# Inter-annotator Agreement v2.0 for INLG 2020

The annotation team formalized our annotation guidelines in July 2020.
We then annotated 10 papers from ACL 2020 according to these new guidelines to get an idea of the degree of inter-annotator agreement;
this gives us a sense of how reliable the new guidelines and our annotations are.
The results were disappointing so we iterated on our guidelines and annotation spreadsheets and did another round of 10 papers.
This document reports on our IAA for these 10 papers.

In this notebook, we import data from our spreadsheets and do a bit of preprocessing so that we can calculate IAA easily using `nltk`.

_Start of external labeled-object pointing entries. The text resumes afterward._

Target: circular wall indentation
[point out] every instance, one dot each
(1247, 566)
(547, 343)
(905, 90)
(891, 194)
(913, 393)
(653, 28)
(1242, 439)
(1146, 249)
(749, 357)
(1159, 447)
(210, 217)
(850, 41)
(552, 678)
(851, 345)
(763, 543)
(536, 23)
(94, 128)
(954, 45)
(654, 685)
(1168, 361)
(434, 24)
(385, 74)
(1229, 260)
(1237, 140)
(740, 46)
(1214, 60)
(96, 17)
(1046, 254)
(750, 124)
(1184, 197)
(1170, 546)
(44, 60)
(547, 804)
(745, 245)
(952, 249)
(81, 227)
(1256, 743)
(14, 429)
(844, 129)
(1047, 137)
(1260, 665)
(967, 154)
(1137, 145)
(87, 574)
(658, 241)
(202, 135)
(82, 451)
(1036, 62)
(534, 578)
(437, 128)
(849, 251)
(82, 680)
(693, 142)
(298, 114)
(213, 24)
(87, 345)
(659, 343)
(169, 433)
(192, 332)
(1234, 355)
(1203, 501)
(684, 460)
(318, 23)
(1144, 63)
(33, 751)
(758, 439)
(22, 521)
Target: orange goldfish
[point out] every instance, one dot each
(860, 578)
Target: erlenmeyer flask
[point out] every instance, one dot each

We calculate [Krippendorff's alpha]() using [MASI distance]() and [Jaccard distance]().
We also include raw pair-wise agreement scores.

Note that we are not doing any hypothesis testing here, so you will not see any significance scores.
These are strictly descriptive statistics.

## Preliminaries

Our original annotations were collected using [Google Sheets]() so we used `gspread` to interact with Google Sheets, `nltk` to calculate $\alpha$, and `pandas` to manage our data.
These spreadsheets are not public, but the data from them is released in the CSV files in this repo.

In [None]:
import pandas as pd
import re

from nltk.metrics import edit_distance, jaccard_distance

from IPython.display import display
from IPython.core.interactiveshell import InteractiveShell
InteractiveShell.ast_node_interactivity = "all"

import iaa_utilities


# URLs for the actual spreadsheets
urls = ["https://docs.google.com/spreadsheets/d/17SXR1PMFiavwNUgg3q6EDHWuIiuK2jGaFgb8N-EUukA/edit",
        "https://docs.google.com/spreadsheets/d/18FhVQ0h1kRYuoSGF1DVHMyu-Ag3ZHsDS2ppOIf8z3mc/edit",
        "https://docs.google.com/spreadsheets/d/1gRyvyJT-6rnMhPyvSD82JJHAXEaL-7e2IjHkFPV8kX0/edit",
        "https://docs.google.com/spreadsheets/d/1DmnT-4ab4wCh9NczY7IEolussQhYXZu5q7mP72Kv0rY/edit"]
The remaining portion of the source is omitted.